Urodziłam syna, ale w naszym małżeństwie było mało dobrego. Najpierw mieszkaliśmy z teściową, która miała trudny charakter, potem przeprowadziliśmy się do wynajmowanego mieszkania. Mąż zaczął zdradzać, na początku nie wierzyłam, potem odwracałam wzrok.
Kiedy syn miał już 2 lata, nie wytrzymałam i złożyłam pozew o rozwód, wróciłam do rodziców. Ciągle mnie upominały, że ostrzegały mnie, mówiły, że nic dobrego nie wyjdzie z tym facetem, ale i tak nadal kochałam ówczesnego męża. Uczucia nieco osłabły, gdy wyjechał z miasta, a alimenty płacił bardzo rzadko i tylko drobne kwoty.

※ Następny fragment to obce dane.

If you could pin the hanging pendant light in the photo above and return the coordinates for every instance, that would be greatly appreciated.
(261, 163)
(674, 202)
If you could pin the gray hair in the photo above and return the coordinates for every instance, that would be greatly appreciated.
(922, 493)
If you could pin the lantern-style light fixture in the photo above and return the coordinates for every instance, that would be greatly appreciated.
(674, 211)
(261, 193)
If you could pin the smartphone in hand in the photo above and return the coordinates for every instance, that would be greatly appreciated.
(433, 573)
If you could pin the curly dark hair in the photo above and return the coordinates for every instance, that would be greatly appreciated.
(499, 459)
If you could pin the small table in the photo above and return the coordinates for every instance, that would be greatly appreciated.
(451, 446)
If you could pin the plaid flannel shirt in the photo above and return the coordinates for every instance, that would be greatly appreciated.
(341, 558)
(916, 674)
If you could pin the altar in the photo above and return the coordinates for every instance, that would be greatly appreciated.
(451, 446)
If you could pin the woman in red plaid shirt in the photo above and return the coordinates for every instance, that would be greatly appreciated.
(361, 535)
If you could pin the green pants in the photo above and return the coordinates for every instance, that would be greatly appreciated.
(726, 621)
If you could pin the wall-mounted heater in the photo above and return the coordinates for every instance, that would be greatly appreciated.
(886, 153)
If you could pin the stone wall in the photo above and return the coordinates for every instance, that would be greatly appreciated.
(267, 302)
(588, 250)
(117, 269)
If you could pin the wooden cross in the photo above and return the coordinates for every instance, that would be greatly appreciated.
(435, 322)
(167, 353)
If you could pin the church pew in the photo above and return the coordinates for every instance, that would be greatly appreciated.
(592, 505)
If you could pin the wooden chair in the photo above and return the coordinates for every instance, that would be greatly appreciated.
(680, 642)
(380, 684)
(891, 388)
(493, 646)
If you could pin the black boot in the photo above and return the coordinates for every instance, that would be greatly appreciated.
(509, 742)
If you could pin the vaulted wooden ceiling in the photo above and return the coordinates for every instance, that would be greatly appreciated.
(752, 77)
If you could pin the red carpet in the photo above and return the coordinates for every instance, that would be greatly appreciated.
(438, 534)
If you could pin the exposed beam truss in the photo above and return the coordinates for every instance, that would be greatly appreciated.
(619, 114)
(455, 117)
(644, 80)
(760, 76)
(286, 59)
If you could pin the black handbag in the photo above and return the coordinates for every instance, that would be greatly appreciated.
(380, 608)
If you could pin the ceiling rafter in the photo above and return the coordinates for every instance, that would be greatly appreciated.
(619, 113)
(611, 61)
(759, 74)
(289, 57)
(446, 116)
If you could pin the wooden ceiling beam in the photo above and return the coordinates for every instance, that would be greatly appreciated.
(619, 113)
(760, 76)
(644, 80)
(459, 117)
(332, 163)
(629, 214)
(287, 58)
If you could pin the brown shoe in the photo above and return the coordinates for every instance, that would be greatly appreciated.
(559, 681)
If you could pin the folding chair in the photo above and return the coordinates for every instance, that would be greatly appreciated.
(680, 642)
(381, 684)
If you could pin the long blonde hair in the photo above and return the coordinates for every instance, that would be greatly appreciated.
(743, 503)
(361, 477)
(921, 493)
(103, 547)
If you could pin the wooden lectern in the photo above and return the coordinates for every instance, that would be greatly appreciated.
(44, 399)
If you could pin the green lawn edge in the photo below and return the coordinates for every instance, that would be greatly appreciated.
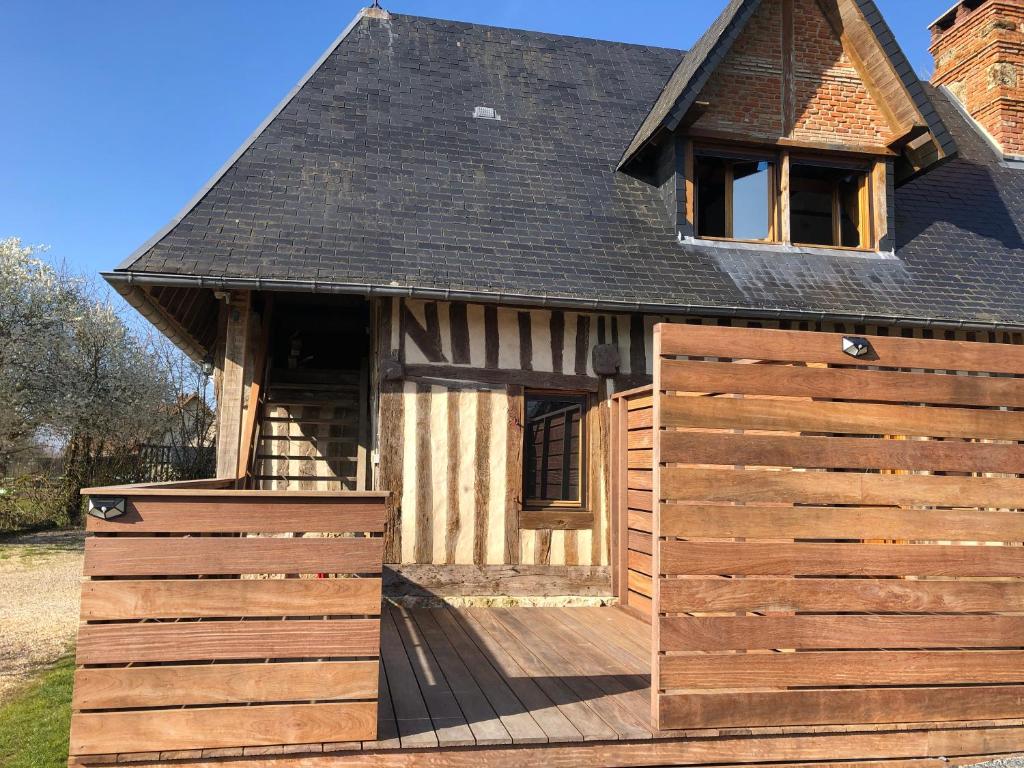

Później przez znajomych poznałam Pawła – dobrego, mającego mieszkanie i samochód, od razu znalazł sposób nawiązania kontaktu z moim czteroletnim synem. Zabrał nas wszędzie – atrakcje, parki, nigdy niczego nie oszczędzał, zwłaszcza dla dziecka. Jednak ostrzegł, że jeśli założymy rodzinę, nie będziemy mogli mieć więcej dzieci ze względu na zdrowie. To mi pasowało, ponieważ więcej dzieci nie planowałam.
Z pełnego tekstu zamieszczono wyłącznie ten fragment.